The Giant African land snail, Achatina fulica, is one of the largest land snails in the world, growing up to eight inches in length and more than four inches in diameter. When full grown, the snail’s brownish shell consists of seven to nine whorls (spirals) that cover at least half the length of its long and greatly swollen body whorl (see photo below).
Each snail can live as long as nine years and contains both female and male reproductive organs. After a single mating session, each snail can produce 100 to 400 eggs. In a typical year, every mated adult lays about 1,200 eggs.
Achatina fulica is originally from East Africa and has established itself throughout the Indo-Pacific Basin, including the Hawaiian Islands. This pest has also been introduced into the Caribbean islands of Martinique and Guadeloupe with recent detections in Saint Lucia and Barbados.
The last reported outbreak and eradication of the Giant African land snail in Florida occurred in 1966 when a boy smuggled three Giant African land snails into Miami as pets. The boy’s grandmother released the snails into her garden and seven years later, more than 18,000 snails were found costing more than $1 million and taking an additional 10 years to successfully eradicate this pest from Florida. This is the only known successful giant African land snail eradication program.

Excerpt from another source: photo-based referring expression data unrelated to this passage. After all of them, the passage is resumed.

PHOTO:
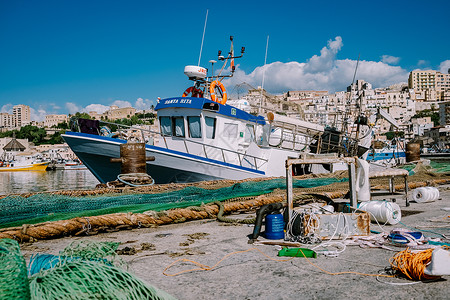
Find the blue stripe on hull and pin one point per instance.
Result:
(385, 156)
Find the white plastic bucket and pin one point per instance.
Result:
(382, 211)
(425, 194)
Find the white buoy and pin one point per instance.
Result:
(425, 194)
(382, 211)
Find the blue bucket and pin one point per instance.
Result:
(274, 227)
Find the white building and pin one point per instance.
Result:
(53, 120)
(22, 115)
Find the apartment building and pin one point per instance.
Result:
(7, 121)
(432, 83)
(53, 120)
(22, 115)
(444, 113)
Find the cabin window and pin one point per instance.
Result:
(248, 136)
(230, 130)
(195, 130)
(210, 126)
(166, 125)
(178, 126)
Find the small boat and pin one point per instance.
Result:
(390, 155)
(74, 165)
(21, 163)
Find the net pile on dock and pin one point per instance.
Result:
(16, 210)
(87, 275)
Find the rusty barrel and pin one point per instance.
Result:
(133, 159)
(412, 152)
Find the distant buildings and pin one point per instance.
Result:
(53, 120)
(114, 113)
(22, 115)
(7, 121)
(444, 113)
(434, 85)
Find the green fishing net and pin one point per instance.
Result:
(13, 271)
(91, 280)
(88, 274)
(16, 210)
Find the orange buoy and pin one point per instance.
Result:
(212, 91)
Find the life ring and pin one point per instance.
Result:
(212, 91)
(195, 92)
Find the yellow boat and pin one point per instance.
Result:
(32, 166)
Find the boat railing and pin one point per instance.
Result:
(141, 134)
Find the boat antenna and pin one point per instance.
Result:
(264, 73)
(203, 37)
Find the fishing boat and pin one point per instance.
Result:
(201, 137)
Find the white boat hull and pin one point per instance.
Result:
(169, 166)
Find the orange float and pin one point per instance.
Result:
(194, 91)
(212, 91)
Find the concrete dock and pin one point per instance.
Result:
(257, 273)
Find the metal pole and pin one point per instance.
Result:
(290, 196)
(352, 184)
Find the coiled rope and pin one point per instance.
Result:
(412, 265)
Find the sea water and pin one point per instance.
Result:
(44, 181)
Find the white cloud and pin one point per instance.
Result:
(72, 107)
(121, 103)
(99, 108)
(444, 66)
(422, 62)
(7, 108)
(142, 104)
(388, 59)
(323, 72)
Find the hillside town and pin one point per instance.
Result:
(421, 108)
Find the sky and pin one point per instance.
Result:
(60, 57)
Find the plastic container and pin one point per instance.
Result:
(274, 227)
(382, 211)
(425, 194)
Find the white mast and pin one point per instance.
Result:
(264, 72)
(203, 37)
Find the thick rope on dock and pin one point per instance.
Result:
(95, 224)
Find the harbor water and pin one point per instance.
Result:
(47, 181)
(34, 181)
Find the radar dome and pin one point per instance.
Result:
(195, 72)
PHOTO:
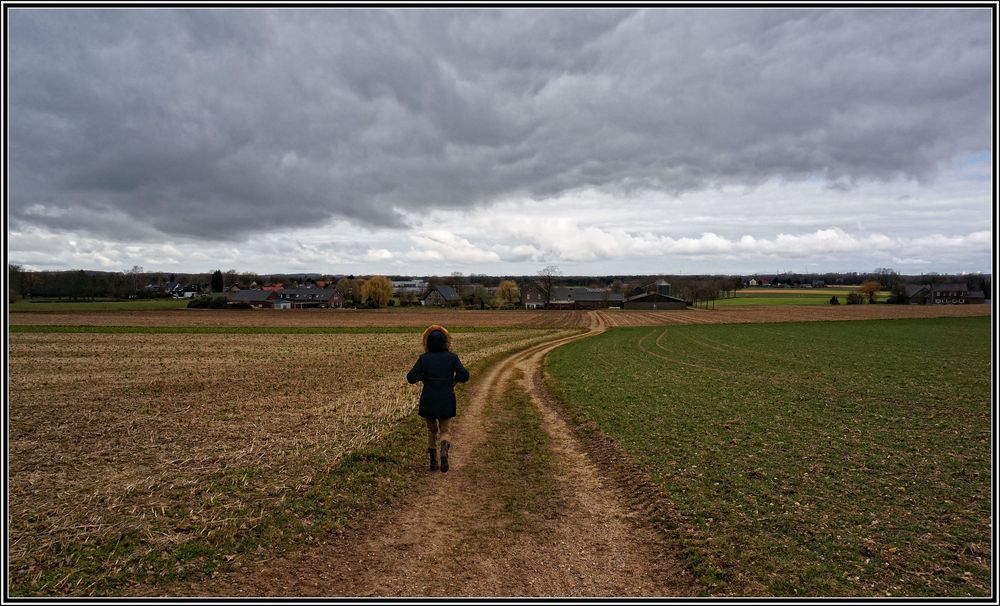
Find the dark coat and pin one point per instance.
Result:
(440, 370)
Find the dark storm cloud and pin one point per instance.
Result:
(217, 124)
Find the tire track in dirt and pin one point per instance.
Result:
(594, 544)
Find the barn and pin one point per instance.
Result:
(654, 300)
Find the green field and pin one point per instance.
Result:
(793, 296)
(820, 459)
(66, 305)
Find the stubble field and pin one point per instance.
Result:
(132, 454)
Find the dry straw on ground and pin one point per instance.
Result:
(179, 436)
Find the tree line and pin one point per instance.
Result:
(139, 283)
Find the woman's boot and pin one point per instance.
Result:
(445, 445)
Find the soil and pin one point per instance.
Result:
(593, 540)
(419, 317)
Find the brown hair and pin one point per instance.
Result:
(432, 328)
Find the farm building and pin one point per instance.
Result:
(654, 300)
(441, 295)
(409, 286)
(942, 294)
(578, 297)
(303, 298)
(255, 298)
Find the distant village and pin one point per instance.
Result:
(547, 290)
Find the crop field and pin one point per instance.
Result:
(793, 296)
(417, 318)
(807, 459)
(45, 305)
(132, 455)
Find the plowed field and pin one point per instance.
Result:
(513, 319)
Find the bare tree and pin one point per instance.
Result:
(549, 274)
(378, 290)
(508, 292)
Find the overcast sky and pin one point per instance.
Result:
(500, 141)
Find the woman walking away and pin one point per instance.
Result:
(439, 369)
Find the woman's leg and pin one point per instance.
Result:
(443, 434)
(432, 432)
(445, 442)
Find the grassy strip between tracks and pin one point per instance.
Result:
(817, 459)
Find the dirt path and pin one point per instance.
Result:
(453, 538)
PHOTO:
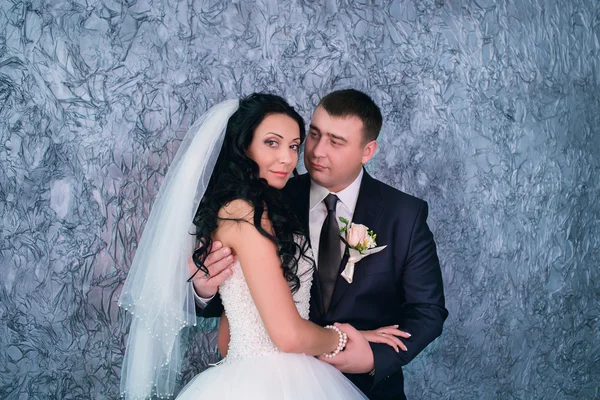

Giant African land snails are illegal to import into the United States without a permit and currently no permits have been issued.
Anyone who believes they may have seen a Giant African land snail or signs of its presence should call the Department of Agriculture and Consumer Services toll-free at 888-397-1517 to make arrangements to have the snail collected.
To preserve the snail sample, Floridians should use gloves to put the snail in a zip lock bag, seal it and place it in a bucket or plastic container. They are advised not to release or give these samples away.